La chambre d’à côté 

                                                 de Pedro Almodovar



 

On aime tout de suite les deux personnages féminins principaux du film de Pedro Almodovar, La chambre d’à côté. Deux anciennes collègues journalistes ayant longtemps travaillé ensemble à New York et s’étant ensuite perdu de vue, Martha (Tilda Swinton), devenue reporter de guerre, et Ingrid (Julian Moore) à présent un écrivain à succès. Le film a été tourné en anglais. Les retrouvailles entre les deux amies se passent à l’hôpital où Martha, fatiguée, affaiblie, suit un nouveau traitement en espérant guérir son cancer. Ingrid, émue de la voir si courageuse et combattive, la revoit plusieurs fois. Les deux femmes évoquent leurs nouveaux boulots respectifs, des amies communes, la fille de Martha dont elle n’est pas proche, Damian, un homme qu’elles ont toutes deux aimé. Un jour, Ingrid la trouve en larmes : le nouveau traitement n’a pas marché, le cancer s’est métastasé, Martha n’a plus que quelques mois à vivre. Elle est décidée à interrompre un traitement douloureux, qui ne pourra pas la sauver et expose son plan à Ingrid, affolée : elle s’est procurée sur le Darknet la pilule suicide miracle, bien évidemment illégale. Son projet est de louer une belle villa à la campagne et d’y vivre des mois heureux avec Ingrid, jusqu’au moment où elle avalera la fameuse pilule. Ingrid est réticente, elle ne se sent pas assez proche de Martha pour accepter ce rôle difficile, elles s’étaient trop longtemps perdues de vue. Martha parvient à la convaincre. Ses autres amies ont refusé ce rôle, il ne reste qu’elle, mais elle devra rester prudente, se protéger des futures investigations policières en prétendant avoir tout ignoré de ce projet funèbre, car le suicide n’est pas légal en Amérique. Le jour où « la porte d’à côté », celle de la chambre de Martha, sera fermée, Ingrid devra comprendre que c’est arrivé et agir en conséquence.

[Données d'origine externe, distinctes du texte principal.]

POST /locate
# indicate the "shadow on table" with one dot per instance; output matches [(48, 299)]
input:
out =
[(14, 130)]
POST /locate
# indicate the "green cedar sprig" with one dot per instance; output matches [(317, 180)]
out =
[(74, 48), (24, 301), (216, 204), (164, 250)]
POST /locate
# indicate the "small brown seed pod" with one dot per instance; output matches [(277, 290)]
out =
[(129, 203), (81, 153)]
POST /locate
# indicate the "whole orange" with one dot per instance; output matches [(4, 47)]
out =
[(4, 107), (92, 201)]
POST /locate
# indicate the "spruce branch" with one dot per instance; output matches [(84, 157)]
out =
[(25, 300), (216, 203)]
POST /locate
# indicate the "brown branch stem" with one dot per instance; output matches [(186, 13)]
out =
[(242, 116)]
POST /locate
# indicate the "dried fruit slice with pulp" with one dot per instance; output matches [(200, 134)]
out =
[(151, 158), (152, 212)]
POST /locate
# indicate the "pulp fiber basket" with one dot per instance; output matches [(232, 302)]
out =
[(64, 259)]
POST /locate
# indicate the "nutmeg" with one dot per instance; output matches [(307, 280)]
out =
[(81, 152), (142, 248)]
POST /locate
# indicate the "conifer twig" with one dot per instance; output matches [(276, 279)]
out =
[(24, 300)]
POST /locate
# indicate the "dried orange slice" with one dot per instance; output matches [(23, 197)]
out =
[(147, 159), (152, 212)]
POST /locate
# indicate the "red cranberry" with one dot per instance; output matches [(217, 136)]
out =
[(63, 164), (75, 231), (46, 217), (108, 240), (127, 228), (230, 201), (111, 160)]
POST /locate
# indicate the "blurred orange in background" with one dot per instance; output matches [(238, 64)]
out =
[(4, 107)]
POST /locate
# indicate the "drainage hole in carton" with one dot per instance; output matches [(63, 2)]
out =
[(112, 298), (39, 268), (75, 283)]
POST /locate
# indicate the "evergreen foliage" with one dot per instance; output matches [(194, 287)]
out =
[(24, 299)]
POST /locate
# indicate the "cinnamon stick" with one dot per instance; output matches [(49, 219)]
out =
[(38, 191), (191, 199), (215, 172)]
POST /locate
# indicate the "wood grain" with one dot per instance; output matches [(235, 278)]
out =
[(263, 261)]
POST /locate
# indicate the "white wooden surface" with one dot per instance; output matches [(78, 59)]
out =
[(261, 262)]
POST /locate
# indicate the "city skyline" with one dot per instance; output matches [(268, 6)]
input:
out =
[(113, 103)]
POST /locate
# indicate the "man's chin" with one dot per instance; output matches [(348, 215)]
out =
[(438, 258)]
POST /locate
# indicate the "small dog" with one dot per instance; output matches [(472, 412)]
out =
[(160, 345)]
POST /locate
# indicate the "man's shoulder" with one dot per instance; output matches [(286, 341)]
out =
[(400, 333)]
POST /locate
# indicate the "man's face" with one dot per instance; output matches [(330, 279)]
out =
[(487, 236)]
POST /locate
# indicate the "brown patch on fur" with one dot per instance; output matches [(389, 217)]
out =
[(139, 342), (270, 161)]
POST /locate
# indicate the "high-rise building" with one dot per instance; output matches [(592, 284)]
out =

Curieusement, ce film n’a rien de macabre. C’était au contraire un hymne à la vie, à tout ce qu’elle peut encore avoir de beau en dépit des guerres, de la violence partout, des catastrophes climatiques diverses et multiples. La villa, magnifique architecture futuriste laissant entrer la nature dans la maison, offre une impression de paix hors du monde. Les promenades en forêt, le chant des oiseaux, le jardin en fleurs, la surface paisible de la piscine où elles n’ont même pas nagé mais qui est là, comme une invite, les films regardés ensemble et la musique, les longs bavardages entre elles en évitant d’évoquer le but ultime de cette escapade heureuse font de cet entracte un temps magique. Quand le fardeau semble trop lourd à Ingrid, elle téléphone à Damian ou déjeune avec lui. Le seul au courant du projet, qui promet de l’aider, le moment venu.

Mais il n’y a pas de porte fermée dans la chambre d’à côté le jour X. C’est par une belle journée enchantée que Martha a choisi d’avaler la fameuse pilule. Elle a voulu mourir en plein air, sur la terrasse, comme endormie. Elle s’est même faite belle pour l’occasion, a laissé des lettres expliquant son geste et dédouanant son amie…

La grande force de ce film reste son évidence. Bien sûr que l’on doit avoir le droit de choisir le terme de sa vie. Bien sûr qu’il n’est pas criminel de mettre fin à ses jours et la médecine devrait autoriser des moyens simples, efficaces et indolore d’y parvenir. Et l’on devrait pouvoir agir sans dossier médical. Souvent, les blessures morales sont plus profondes que les autres, que la pire des maladies. On ne devrait rien avoir à justifier pour ce faire, une fois ses affaires mises en ordre. On ne choisit pas de naître, on devrait pouvoir avoir le choix de sa mort.

Almadovar a réussi là un film magnifique, plein d’espoir et de force, de joie de vivre savourée jusqu’à l’ultime limite. Rarement, un plaidoyer pour le droit de mourir n’a autant charmé son public.

Un silence profond règne dans la salle et aucun spectateur ne s’est levé avant la fin du générique. On n’entend pas un mot, pas un murmure. C’est un de ces films qui permet de croire encore un peu à la grandeur de la race humaine. C’est un film aussi courageux que magnifique.